Eine Arbeitsgruppe hat jetzt den Verbleib von Altfahrzeugen statistisch untersucht.

Im Jahr 2013 wurden laut Umweltministerium und Umweltbundesamt geschätzte 3,26 Millionen Pkw in Deutschland endgültig stillgelegt. Davon wurden nachweislich 1,23 Millionen als Gebrauchtfahrzeuge in andere EU-Staaten und 0,34 Millionen in Nicht-EU-Staaten exportiert; hinzukommen laut Abfallstatistik 500.000 Altfahrzeuge. Statistisch nicht erfasste Exporte, gestohlene Fahrzeuge oder solche, die auf nicht-öffentlichem Gelände genutzt werden, summieren sich als „sonstige“ auf 1,18 Millionen Pkw. „Wo sind diese Fahrzeuge geblieben?“ wollte eine Arbeitsgruppe aus Mitarbeitern der Ökopol GmbH und des Wuppertal-Instituts wissen.

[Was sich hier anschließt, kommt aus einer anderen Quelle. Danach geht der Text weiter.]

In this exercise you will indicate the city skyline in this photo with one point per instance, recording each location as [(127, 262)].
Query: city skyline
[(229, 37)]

Werden Fahrzeuge außer Betrieb gesetzt, so unterscheidet die Statistik des Kraftfahrt-Bundesamtes (KBA) nicht, ob dies vorübergehend oder endgültig geschieht. Bislang ging man davon aus, dass rund 40 Prozent – 3,26 Millionen Pkw – zur Gruppe der endgültig stillgelegten Fahrzeuge gehört. Aufgrund einer neuen Analyse des Bundesamtes muss diese Zahl revidiert werden: Vier Prozent der Fahrzeuge wurden mehrmals im Jahr außer Betrieb gesetzt, tauchten in der Statistik also doppelt auf. Zudem betrachtete das KBA neben Pkw (8,15 Millionen Fahrzeuge der Klasse M1 mit einer Außerbetriebssetzungsquote von 33,3 Prozent) auch leichte Nutzfahrzeuge (0,36 Millionen Fahrzeuge der Klasse N1 mit einer Außerbetriebssetzungsquote von 41,4 Prozent). Die sich daraus ergebende, deutlich niedrigere Durchschnittquote inklusive einer Vier-Prozent-Korrektur reduzierte damit die Zahl der endgültig stillgelegten Fahrzeuge auf rund 2,75 Millionen.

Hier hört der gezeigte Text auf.